She lives in Colonia Tres Piedras (three rocks), marked by three Flinstone-looking boulders. At the time her comedor was still under construction, so we sat in the shell of the dining room and Catalina told me about her life. We talked for about two hours: about her sister’s passing to cancer, embracing life as a cocinera, motherhood, and yes, about food. Here’s an abbreviated version. At the end she fed me a plate of mole negro, glistening over a pile of white rice. It was perfect.

How did you learn to cook?

I’m the third generation of cooks in my family. This chef asked me once if I went to culinary school and I said yes, I studied at the best school possible: because when you mess up you get a slap on the head! With an onion, with a chile, with whatever is in the kitchen.

My mom had a strong personality. She became a widow when I was 11-years-old. My dad was an alcoholic. She said that all she thought about was how to get food on the table for her kids. Imagine: you have an alcoholic husband, you have to get food on the table, you have to take care of your kids, you have to clean, and all that pressure falls on you and you don’t have any way to let off steam.

I told my mom in the end that I understand. My grandmother was a widow too. You understand eventually that they had to figure out how to do what they needed to do and that shaped them.

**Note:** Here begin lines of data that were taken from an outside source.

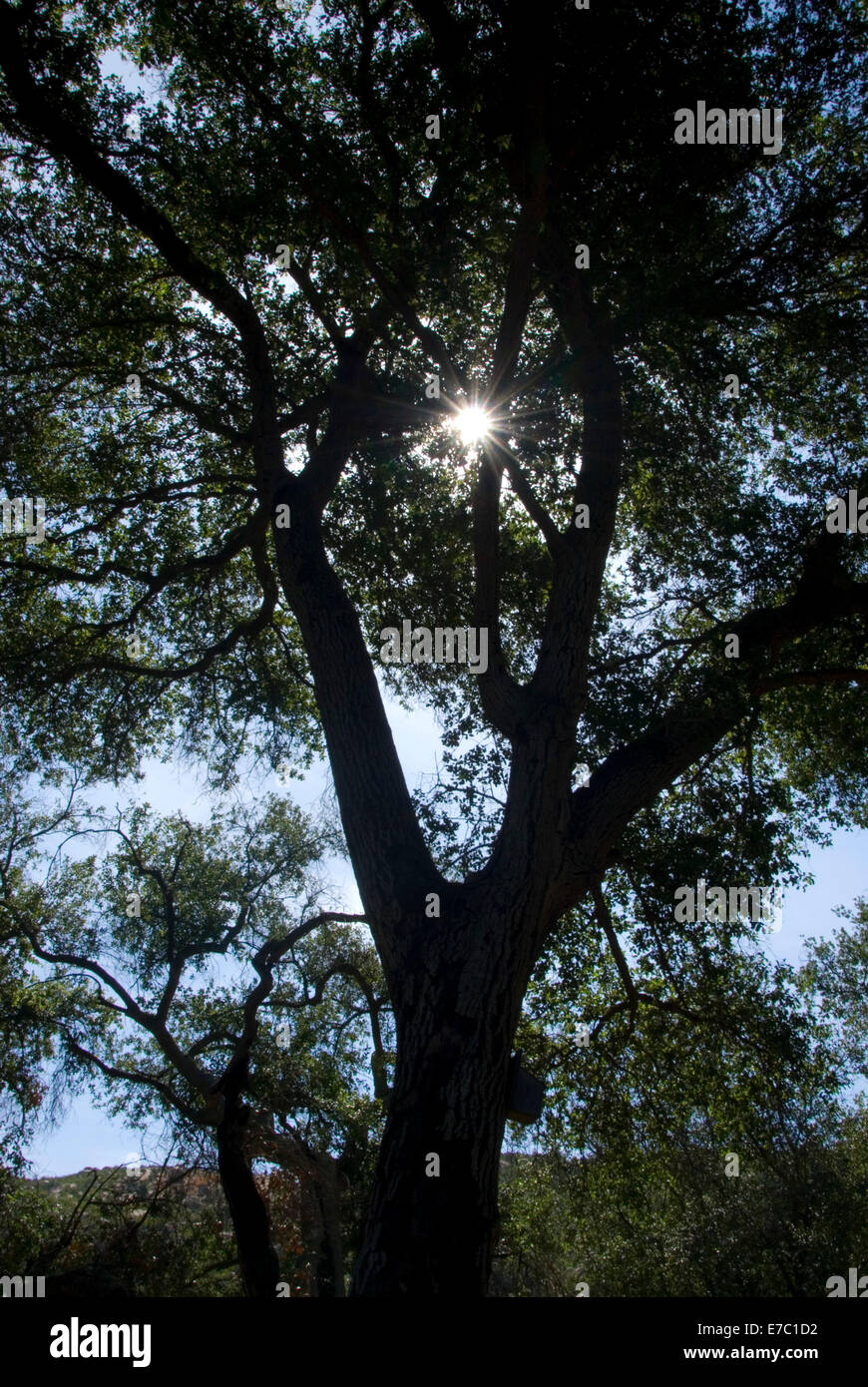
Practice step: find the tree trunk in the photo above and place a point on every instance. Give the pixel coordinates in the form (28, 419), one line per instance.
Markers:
(256, 1255)
(433, 1218)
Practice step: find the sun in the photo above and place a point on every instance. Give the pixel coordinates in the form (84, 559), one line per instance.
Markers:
(472, 425)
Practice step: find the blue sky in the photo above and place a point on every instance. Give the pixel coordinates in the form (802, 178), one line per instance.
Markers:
(86, 1137)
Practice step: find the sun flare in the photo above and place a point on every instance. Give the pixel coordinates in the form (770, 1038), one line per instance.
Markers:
(472, 425)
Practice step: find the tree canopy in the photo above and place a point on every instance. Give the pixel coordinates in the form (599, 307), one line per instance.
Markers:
(247, 306)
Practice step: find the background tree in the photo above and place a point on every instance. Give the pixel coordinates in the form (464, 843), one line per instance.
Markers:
(141, 935)
(636, 1190)
(281, 488)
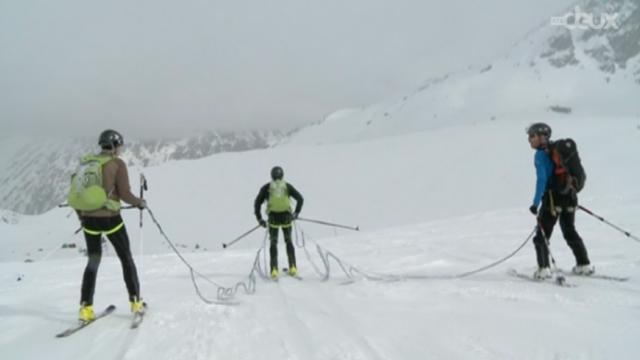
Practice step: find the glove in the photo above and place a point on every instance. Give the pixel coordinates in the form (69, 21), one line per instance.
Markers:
(142, 205)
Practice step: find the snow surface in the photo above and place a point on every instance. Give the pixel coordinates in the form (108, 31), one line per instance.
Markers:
(436, 203)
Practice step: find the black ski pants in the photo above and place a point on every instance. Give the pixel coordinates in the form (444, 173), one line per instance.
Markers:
(282, 220)
(558, 207)
(93, 228)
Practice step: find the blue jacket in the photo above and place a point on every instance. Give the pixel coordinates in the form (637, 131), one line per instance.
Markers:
(544, 172)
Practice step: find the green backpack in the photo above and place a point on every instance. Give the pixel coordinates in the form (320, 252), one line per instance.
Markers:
(278, 197)
(87, 192)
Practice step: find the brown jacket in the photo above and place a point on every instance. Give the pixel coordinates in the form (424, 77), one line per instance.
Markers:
(115, 179)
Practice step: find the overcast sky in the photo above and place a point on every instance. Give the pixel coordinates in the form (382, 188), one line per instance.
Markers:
(167, 67)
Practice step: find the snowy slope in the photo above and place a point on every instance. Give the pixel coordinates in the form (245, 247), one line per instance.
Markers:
(488, 316)
(35, 171)
(487, 175)
(374, 184)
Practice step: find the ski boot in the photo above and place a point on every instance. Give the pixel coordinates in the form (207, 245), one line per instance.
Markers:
(86, 313)
(584, 270)
(542, 273)
(293, 271)
(138, 306)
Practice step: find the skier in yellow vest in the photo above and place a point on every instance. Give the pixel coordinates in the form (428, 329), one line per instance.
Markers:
(276, 194)
(97, 187)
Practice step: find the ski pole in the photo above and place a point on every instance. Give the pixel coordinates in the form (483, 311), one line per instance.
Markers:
(240, 237)
(357, 228)
(143, 188)
(559, 277)
(628, 234)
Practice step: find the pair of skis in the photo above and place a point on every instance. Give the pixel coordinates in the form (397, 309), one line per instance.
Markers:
(559, 278)
(286, 271)
(135, 321)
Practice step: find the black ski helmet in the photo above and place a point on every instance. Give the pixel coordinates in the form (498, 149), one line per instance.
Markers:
(539, 128)
(110, 139)
(277, 173)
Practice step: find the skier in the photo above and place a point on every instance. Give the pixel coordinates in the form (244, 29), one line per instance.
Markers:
(556, 204)
(277, 194)
(98, 207)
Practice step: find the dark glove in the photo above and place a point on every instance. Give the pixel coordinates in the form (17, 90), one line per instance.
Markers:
(142, 205)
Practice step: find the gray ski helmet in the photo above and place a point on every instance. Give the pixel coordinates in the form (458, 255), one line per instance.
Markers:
(277, 173)
(539, 128)
(110, 139)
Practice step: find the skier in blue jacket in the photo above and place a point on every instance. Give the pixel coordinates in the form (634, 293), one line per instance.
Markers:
(549, 205)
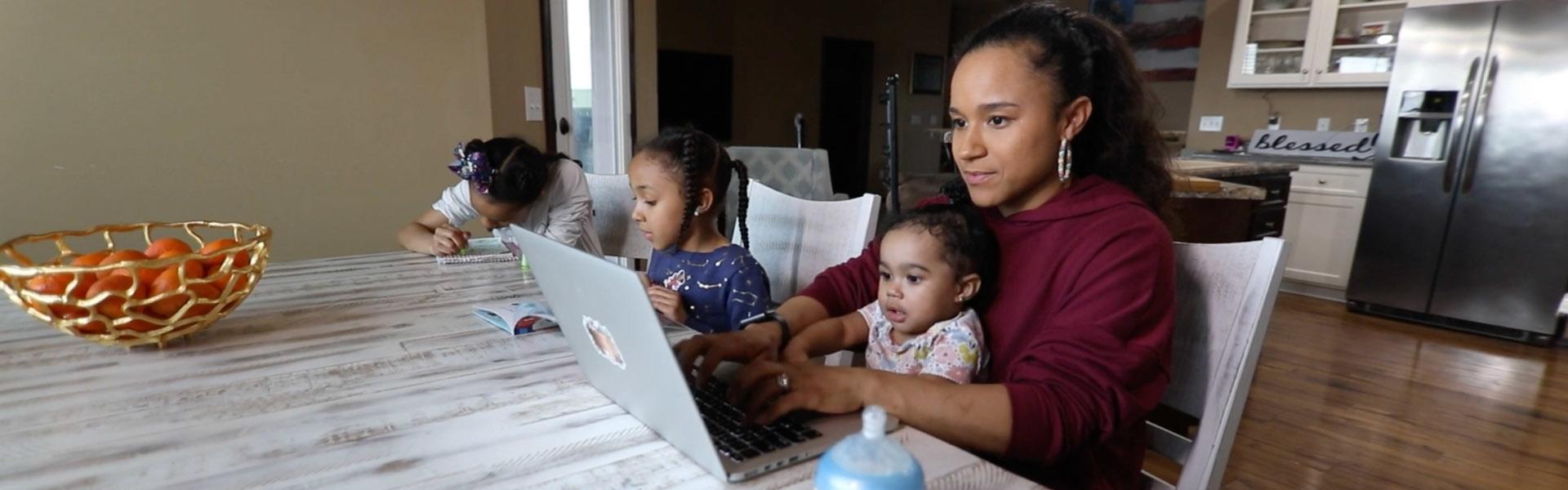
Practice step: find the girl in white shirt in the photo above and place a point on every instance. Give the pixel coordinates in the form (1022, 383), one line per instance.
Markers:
(507, 183)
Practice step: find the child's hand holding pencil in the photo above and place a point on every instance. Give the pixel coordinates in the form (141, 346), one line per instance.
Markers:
(451, 241)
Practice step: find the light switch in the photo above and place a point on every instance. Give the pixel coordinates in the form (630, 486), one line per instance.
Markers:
(533, 102)
(1211, 122)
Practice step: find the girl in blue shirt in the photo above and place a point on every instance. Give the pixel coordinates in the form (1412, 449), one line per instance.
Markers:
(697, 277)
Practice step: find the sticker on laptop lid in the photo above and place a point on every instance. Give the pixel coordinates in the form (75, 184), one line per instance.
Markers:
(604, 343)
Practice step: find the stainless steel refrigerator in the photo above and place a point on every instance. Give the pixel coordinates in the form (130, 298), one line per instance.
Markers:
(1467, 219)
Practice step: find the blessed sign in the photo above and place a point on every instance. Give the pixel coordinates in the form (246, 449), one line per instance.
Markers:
(1313, 143)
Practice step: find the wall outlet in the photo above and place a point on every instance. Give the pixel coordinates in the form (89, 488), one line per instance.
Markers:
(533, 102)
(1211, 122)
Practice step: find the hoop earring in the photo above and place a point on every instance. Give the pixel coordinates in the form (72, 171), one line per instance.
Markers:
(1065, 163)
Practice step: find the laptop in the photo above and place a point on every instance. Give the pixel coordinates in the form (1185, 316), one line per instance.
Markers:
(621, 346)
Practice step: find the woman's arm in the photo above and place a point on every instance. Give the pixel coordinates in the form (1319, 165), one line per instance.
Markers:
(828, 336)
(973, 416)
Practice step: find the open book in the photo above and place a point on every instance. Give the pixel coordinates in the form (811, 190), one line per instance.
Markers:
(482, 252)
(516, 318)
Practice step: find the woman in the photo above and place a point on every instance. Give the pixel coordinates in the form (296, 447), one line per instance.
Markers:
(1054, 137)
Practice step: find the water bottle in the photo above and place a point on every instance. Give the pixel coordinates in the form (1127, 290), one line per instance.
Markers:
(869, 461)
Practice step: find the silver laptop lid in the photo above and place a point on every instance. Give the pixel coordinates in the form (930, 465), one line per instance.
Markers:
(618, 341)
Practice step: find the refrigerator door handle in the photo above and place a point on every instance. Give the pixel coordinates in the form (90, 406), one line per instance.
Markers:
(1472, 148)
(1457, 145)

It shaped me too, because I saw that if you work hard at a job you can provide for what you need in life.

It seems like you see cooking as more than a job — do you think being a cocinera tradicional has always been valued by Oaxacan society?

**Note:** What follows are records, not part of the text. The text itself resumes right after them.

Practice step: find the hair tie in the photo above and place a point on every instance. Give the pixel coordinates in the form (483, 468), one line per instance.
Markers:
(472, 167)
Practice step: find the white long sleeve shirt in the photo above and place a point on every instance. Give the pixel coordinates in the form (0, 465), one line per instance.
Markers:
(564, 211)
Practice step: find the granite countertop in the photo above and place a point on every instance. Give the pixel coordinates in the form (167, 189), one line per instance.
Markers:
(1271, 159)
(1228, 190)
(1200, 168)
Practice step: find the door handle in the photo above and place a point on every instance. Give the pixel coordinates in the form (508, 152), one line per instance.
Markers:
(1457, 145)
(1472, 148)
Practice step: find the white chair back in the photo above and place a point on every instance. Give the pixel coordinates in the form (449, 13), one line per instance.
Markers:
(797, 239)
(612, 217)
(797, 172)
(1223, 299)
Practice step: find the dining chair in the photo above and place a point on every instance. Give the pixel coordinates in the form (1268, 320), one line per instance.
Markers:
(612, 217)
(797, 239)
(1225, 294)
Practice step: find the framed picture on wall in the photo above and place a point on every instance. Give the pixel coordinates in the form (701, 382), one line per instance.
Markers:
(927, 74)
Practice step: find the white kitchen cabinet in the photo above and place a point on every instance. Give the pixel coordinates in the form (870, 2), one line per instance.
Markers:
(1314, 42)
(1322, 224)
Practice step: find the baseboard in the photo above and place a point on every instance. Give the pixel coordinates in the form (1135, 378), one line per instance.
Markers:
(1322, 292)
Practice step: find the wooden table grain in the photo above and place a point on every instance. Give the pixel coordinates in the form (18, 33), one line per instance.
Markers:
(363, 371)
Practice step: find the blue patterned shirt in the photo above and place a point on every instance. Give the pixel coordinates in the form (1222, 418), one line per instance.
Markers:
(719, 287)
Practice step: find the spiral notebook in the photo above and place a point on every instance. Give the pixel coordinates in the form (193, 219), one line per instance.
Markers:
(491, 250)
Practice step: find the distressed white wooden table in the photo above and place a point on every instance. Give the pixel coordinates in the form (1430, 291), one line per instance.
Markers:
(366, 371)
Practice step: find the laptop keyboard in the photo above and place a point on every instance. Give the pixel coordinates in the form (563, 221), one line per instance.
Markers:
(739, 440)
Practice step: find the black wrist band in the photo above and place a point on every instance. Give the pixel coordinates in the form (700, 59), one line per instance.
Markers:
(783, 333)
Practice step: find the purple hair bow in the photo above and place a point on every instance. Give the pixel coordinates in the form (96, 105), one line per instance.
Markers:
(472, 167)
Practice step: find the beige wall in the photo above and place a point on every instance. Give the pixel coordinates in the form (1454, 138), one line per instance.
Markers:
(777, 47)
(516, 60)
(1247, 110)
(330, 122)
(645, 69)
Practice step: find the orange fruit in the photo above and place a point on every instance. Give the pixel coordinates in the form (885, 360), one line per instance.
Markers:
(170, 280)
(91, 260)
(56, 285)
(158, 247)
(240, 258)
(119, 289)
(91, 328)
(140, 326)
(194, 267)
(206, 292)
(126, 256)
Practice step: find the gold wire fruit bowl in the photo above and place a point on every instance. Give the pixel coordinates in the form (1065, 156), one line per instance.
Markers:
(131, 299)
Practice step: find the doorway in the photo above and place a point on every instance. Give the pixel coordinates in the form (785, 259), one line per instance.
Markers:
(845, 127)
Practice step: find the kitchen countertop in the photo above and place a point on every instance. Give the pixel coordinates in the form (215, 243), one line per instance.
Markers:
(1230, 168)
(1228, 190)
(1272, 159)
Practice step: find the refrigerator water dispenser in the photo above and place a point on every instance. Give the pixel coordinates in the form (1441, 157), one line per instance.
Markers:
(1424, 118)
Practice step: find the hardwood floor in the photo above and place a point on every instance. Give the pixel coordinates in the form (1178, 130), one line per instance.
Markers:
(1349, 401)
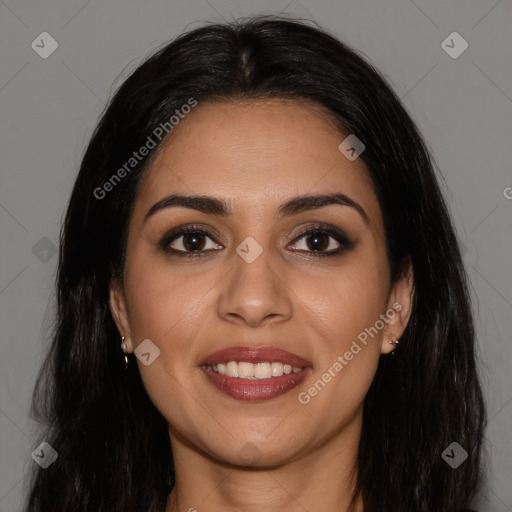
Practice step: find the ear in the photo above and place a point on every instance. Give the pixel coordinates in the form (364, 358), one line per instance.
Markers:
(119, 311)
(399, 306)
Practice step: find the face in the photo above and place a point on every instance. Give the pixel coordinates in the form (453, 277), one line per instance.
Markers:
(309, 278)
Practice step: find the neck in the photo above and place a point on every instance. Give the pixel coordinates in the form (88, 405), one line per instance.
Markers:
(321, 477)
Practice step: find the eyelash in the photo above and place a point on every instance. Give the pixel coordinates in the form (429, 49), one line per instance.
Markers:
(338, 235)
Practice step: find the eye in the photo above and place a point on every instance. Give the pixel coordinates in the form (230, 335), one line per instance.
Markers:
(322, 241)
(188, 242)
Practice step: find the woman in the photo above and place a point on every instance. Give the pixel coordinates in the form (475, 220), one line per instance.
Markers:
(261, 300)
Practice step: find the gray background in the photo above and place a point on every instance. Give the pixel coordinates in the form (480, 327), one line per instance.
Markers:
(49, 107)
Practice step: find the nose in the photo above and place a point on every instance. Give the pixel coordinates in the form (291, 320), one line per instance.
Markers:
(255, 294)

Since I was a girl helping my mom in Tlacolula, I remember the cook leaving the kitchen: dirty, sweaty and dead tired, everyone turns around and looks. No one values that you just fed 300 or 500 people. I was embarrassed to say I was a cook.

One time this woman asked me who I was and she said, “Oh the cook” with a negative tone when I told her my mother’s name. I remember it. I saw her a while later and she said, “so you became a cook too.” And I said yes, and I’m proud of it. I like it. I’m passionate about it, I love representing the gastronomy of my town. And also— I’d like one of you to try and do one single thing that I do. And she had no words.

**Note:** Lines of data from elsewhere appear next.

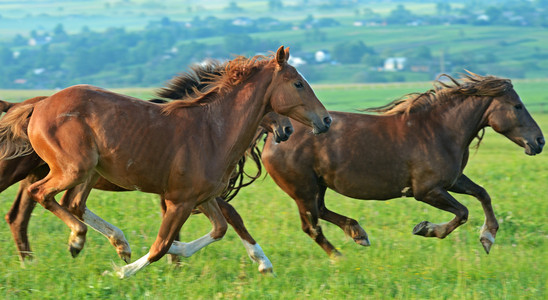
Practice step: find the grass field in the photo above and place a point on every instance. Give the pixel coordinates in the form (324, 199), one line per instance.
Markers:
(397, 265)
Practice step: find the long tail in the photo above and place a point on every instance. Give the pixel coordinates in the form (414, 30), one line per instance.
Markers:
(5, 106)
(14, 141)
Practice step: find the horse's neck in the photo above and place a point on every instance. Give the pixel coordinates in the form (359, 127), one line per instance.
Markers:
(465, 119)
(235, 120)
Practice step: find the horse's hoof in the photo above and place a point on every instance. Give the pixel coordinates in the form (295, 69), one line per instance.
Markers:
(74, 251)
(266, 270)
(364, 241)
(487, 242)
(126, 257)
(423, 228)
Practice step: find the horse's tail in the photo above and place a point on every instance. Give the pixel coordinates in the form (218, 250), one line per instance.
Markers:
(14, 141)
(5, 106)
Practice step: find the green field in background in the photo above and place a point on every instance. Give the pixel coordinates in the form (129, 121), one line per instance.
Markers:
(397, 265)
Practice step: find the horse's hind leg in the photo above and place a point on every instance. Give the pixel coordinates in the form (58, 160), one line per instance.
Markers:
(75, 201)
(211, 209)
(253, 249)
(18, 219)
(19, 215)
(490, 227)
(306, 197)
(172, 258)
(44, 191)
(441, 199)
(350, 226)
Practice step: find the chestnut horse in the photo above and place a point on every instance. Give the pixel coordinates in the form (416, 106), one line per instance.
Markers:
(184, 151)
(178, 88)
(417, 148)
(32, 168)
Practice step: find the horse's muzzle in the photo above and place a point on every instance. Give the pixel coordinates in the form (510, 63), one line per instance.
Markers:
(536, 147)
(324, 127)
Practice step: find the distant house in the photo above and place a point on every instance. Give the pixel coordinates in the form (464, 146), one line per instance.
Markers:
(39, 40)
(322, 56)
(395, 64)
(296, 61)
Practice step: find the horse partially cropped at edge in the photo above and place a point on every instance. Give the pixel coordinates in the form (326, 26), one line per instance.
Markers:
(184, 150)
(32, 168)
(418, 147)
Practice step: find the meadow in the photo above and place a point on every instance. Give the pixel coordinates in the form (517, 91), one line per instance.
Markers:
(397, 265)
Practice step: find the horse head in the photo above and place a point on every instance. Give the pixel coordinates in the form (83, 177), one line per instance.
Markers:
(291, 95)
(508, 116)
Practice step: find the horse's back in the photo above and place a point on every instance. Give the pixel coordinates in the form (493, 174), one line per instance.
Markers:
(360, 156)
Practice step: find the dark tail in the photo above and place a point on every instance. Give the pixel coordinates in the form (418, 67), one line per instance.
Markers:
(5, 106)
(14, 141)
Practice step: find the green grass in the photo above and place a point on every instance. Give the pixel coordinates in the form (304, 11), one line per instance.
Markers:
(397, 265)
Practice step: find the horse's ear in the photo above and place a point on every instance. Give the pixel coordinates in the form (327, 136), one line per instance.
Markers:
(282, 55)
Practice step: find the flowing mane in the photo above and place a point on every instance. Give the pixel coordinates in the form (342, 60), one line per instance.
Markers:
(204, 83)
(470, 84)
(191, 83)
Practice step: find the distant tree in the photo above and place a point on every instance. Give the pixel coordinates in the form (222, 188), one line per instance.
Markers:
(233, 8)
(400, 15)
(422, 52)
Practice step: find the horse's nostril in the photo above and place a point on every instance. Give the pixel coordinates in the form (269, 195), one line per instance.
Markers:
(288, 130)
(327, 121)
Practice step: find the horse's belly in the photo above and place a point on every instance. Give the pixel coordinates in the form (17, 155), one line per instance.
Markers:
(366, 188)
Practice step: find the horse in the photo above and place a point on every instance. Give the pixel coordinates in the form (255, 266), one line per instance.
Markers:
(32, 168)
(184, 151)
(417, 147)
(178, 88)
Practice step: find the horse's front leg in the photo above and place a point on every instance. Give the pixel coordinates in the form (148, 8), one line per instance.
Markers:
(213, 212)
(490, 227)
(350, 226)
(440, 198)
(253, 249)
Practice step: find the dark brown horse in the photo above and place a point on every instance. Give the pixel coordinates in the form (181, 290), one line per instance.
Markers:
(417, 148)
(185, 150)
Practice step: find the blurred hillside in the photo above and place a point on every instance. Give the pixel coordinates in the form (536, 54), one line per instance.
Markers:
(45, 44)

How does your husband support your work?

One time my husband got upset because I came home from cooking really late. He said if I didn’t stop going like I was going he would leave. I told him, I don’t need you and I will continue with or without you. From that point on, he got it and has been supportive. I wasn’t changing. It’s complicated to be a mom, wife and worker. But everything is possible— it’s tiring but it’s possible. We as women have to work harder. 

Why be part of the cocineras tradicionales?

This really is a project for women. I admire Cecilia [Celia Florian], she could be very comfortable living her life without doing anything else. But she’s doing something beautiful for us. There are women cooking in more isolated areas who need ways to make income. So we need more projects that support our work as cooks. It’s women supporting women.

Apart from that, they are also trying to rescue a diet of unprocessed foods. Maseca is taking over, but when we were little my grandpa and my dad would bring in sacks of corn— it’s such an amazing flavor to eat corn straight from the field. People aren’t growing agriculture like they used to here, and people eat so differently now. That’s why the cocineras tradicionales is important: so many of the diseases we deal with now are because we are hurried and eating fast food. 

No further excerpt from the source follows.